Diagnostic Study of Choice

History and Symptoms

Symptoms related to atrioventricular block vary and related to the degree of atrioventricular block, the ventricular rate, and the frequency of its occurrence. Patients presented with First-degree AV block are usually asymptomatic. However, severe first-degree AV block may cause symptoms similar to pace maker syndrome including heart failure symptoms, exertional intolerance. Pseudo pacemaker syndrome is defined when the PR interval is >300ms leading to atrial contraction during the closed atrioventricular valves, loss of atrioventricular synchrony and decrease in cardiac output and an increase pulmonary capillary wedge pressure.

Physical Examination

First degree AV block may be an incidental finding on an routine ECG. General assessment about signs of underlying cardiac disease including auscultation for murmurs or additional heart sounds, assessment of JVD, peripheral edema, evaluation of skin about cyanosis, clubbing, or other signs of cardiac disease is warranted.

Laboratory Findings

There are no specific laboratory findings associated with First-degree AV block. However, in suspicion of underlying casese of atrioventricular block, laboratory testing about metabolic disorder, infectious disease, rheumatology disorder is reasonable.

Electrocardiogram

In normal individuals, the AV node slows the conduction of electrical impulse through the heart. This is manifest on a surface EKG as the PR interval. The normal PR interval is from 120 milliseconds (ms) to 200 milliseconds (ms) in duration. This is measured from the initial deflection of the P wave to the beginning of the QRS complex.

In first degree heart block, the diseased AV node conducts the electrical activity slower. This is seen as a PR interval greater than 200 milliseconds (ms) in length on the surface EKG. It is usually an incidental finding on a routine EKG.

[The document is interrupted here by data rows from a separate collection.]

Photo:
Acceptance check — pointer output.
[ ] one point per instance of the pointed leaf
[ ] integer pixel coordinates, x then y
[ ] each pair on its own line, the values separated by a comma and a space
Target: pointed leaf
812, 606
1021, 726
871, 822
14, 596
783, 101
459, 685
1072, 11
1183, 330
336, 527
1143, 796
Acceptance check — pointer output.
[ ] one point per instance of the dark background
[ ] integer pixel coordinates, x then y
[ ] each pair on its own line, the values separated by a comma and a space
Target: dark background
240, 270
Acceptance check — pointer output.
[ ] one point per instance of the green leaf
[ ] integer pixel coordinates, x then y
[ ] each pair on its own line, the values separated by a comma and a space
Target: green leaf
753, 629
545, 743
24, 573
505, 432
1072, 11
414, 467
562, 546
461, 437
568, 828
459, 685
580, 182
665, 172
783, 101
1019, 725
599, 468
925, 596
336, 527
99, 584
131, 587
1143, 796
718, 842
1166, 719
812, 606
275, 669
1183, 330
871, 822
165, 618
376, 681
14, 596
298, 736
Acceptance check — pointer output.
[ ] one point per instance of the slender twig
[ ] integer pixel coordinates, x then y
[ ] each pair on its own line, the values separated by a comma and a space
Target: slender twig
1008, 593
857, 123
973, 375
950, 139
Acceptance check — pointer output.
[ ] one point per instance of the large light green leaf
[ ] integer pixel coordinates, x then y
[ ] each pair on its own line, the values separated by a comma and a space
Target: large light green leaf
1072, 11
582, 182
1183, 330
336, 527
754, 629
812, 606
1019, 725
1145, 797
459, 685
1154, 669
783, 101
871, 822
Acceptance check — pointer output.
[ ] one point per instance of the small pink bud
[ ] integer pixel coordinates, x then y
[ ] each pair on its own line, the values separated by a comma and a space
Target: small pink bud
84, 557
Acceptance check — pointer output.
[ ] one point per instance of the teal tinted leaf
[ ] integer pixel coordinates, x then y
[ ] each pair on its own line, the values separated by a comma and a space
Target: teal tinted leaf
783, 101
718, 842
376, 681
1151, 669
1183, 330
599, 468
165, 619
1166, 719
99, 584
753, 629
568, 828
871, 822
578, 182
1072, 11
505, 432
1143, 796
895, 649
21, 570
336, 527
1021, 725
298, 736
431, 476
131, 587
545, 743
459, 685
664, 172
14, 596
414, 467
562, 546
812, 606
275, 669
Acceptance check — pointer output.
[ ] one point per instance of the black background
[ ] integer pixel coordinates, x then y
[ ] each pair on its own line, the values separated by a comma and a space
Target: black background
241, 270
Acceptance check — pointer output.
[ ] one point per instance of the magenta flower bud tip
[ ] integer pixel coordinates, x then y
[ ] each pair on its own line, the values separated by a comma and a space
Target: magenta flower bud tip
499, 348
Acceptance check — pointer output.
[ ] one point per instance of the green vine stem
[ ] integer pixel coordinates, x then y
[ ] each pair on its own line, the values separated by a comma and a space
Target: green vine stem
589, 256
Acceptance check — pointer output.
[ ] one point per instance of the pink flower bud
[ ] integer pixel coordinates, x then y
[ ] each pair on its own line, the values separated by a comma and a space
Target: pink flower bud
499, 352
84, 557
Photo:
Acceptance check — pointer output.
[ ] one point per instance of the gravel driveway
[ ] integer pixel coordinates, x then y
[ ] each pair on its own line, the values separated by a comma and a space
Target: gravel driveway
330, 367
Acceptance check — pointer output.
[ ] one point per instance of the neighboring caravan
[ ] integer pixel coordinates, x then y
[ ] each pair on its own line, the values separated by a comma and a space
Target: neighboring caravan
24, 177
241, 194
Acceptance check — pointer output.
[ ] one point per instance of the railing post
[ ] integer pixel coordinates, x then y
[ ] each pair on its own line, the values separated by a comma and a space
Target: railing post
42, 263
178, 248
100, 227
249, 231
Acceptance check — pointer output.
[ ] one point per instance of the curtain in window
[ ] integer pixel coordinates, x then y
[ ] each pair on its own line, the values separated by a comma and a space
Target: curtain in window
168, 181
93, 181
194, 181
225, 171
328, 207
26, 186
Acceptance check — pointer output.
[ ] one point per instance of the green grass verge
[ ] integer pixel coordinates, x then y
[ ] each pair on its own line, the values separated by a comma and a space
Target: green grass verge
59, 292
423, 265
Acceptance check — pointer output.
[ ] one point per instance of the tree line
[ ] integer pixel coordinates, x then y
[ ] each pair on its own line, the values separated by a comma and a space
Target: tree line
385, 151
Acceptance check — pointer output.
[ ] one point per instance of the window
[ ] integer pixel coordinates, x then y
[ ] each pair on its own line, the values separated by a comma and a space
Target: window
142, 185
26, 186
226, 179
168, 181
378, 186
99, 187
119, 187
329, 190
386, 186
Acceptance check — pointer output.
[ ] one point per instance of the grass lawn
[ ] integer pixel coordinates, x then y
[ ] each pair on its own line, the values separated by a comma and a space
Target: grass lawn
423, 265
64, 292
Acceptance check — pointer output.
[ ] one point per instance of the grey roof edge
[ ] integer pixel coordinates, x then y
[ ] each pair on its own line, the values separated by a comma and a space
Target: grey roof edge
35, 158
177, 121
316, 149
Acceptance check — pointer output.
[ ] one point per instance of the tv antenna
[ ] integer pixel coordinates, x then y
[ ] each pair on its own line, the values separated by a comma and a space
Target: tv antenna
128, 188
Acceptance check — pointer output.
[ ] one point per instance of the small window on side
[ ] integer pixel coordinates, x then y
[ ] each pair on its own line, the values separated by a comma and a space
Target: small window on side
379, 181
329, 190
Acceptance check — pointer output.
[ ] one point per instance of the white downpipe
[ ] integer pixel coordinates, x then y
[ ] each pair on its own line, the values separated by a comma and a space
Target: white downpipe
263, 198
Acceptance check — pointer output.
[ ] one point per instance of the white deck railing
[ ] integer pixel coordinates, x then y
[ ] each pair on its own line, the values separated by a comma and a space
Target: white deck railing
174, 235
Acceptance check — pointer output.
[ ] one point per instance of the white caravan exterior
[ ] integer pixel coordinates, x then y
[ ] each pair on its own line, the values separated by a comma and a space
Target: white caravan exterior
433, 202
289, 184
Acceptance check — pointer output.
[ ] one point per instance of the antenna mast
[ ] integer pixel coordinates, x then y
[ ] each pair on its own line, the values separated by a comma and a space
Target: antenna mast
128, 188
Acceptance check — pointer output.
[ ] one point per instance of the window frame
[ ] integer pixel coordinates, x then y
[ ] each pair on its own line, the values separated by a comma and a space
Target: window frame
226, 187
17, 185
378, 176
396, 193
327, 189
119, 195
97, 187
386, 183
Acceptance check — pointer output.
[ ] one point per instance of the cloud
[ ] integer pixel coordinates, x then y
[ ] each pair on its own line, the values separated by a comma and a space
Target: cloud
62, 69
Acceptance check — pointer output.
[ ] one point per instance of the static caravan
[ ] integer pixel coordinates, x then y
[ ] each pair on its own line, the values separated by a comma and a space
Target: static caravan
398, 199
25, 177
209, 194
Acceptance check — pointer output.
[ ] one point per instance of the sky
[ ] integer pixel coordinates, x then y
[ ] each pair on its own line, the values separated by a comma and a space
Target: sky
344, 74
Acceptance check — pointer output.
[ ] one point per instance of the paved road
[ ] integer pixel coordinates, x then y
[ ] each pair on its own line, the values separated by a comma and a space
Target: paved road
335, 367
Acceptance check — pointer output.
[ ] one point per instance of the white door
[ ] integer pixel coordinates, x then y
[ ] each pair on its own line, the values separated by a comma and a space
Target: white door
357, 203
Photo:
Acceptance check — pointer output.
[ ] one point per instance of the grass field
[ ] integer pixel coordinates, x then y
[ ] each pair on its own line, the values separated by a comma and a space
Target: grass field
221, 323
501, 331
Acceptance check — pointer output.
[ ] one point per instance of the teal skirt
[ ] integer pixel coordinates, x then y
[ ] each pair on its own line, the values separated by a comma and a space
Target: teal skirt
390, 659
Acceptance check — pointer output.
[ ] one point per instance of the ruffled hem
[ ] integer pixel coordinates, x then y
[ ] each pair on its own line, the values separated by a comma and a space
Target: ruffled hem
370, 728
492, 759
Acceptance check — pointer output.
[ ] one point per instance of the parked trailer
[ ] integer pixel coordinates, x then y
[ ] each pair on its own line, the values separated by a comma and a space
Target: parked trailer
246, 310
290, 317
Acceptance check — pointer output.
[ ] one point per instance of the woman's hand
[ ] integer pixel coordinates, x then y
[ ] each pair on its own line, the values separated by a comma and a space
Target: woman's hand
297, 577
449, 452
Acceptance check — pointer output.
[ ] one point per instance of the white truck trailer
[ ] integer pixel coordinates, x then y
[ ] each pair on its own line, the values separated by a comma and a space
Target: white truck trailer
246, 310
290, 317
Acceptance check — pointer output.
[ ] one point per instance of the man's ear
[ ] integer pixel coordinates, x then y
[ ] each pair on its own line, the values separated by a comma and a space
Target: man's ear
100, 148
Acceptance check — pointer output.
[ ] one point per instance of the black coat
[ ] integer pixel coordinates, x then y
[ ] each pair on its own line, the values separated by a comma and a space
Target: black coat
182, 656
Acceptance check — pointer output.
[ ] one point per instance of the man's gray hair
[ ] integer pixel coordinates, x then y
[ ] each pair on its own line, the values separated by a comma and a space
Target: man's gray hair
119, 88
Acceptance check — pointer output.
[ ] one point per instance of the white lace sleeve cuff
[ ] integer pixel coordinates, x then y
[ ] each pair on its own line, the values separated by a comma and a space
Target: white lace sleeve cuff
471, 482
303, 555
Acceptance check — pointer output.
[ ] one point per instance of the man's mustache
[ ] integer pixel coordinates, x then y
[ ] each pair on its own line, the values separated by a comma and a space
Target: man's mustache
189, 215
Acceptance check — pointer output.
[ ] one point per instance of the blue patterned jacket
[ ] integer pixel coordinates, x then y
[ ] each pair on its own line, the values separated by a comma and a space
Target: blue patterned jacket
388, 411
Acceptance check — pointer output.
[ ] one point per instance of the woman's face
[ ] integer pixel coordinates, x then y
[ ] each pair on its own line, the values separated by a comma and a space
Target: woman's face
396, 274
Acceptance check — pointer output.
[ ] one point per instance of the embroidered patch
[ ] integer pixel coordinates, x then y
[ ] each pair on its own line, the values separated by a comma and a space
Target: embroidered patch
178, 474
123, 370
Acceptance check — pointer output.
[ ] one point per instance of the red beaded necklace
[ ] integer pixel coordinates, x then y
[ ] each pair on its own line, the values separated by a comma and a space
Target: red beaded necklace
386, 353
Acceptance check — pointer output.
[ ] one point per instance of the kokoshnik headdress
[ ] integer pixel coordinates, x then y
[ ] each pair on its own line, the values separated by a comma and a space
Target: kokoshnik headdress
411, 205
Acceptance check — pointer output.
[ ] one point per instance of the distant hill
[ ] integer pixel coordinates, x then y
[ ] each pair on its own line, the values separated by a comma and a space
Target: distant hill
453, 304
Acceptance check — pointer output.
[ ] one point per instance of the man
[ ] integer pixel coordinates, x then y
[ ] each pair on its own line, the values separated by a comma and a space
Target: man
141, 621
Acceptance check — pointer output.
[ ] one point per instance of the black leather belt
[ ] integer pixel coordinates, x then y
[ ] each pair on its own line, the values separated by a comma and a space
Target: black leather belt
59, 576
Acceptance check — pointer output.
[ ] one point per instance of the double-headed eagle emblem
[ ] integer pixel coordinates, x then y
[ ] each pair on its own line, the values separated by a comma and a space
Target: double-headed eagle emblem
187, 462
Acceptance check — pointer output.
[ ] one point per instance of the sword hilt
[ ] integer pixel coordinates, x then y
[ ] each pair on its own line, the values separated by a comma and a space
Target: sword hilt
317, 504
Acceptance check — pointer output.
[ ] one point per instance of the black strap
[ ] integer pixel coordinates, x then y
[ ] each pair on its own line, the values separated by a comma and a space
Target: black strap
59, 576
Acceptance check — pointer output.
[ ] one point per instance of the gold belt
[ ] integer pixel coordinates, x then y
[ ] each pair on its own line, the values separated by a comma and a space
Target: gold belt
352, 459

First degree heart block does not require any particular evaluation except for electrolyte and drug screens especially if an overdose is suspected.

X-ray

There are no x-ray findings associated with first degree AV block.

Echocardiography

Echocardiography is useful for finding structural heart disease in patients with First-degree AV block while symptoms suspected to be cardiac in origin including syncope, presyncope, lightheadedness.

CT scan

MRI

Other Imaging Findings

In the presence of atrioventricular block and evidence of structural heart disease, cardiac imaging is considered. However, routine cardiac imaging is not recommended in patients with asymptomatic first-degree atrioventricular block and no clinical evidence of structural heart disease.

Other Diagnostic Studies

The presence of severe first-degree atrioventricular block (PR >0.30 s) and a narrow QRS usually indicates atrioventricular node delay. However, ambulatory ECG monitoring is useful for finding the alternative changes in QRS morphology. In addition, exercise stress test can be used to identify the ischemia as the precursor of the development of atrioventricular block.

Treatment

Medical Therapy

Commonly, there is no need for treating first-degree AV block. Permanent pacemaker indicates only for symptomatic first-degree AV block with PR>300 ms,neuromuscular disease, or in presence of wide QRS compelex. First-degree AV block in the setting of acute myocardial infarction usually reverses after recovery from acute phase of myocardial infarction. Antiarrhythmic medications should be avoided in first-degreeAV block.

Surgery

Common factors associated with placement of permanent pacemaker include presence or absence of symptoms, level of atrioventricular block, unstable scaped ventricular rhythm with rapid progression to complete heart block. First-degree AV block is typically a benign condition that do not progress suddenly to complete heart block. Placement of permanent pacemaker is reserved for the condition that symptomatic First-degree AV block affects quality of life as well as evidence of atrioventricular block in neurologic conditions with Lamin A/C mutation ( limb girdle, emery dreifuss, muscular dystrophies).

Primary Prevention

Secondary Prevention

There are no established measures for the secondary prevention of first degree heart block.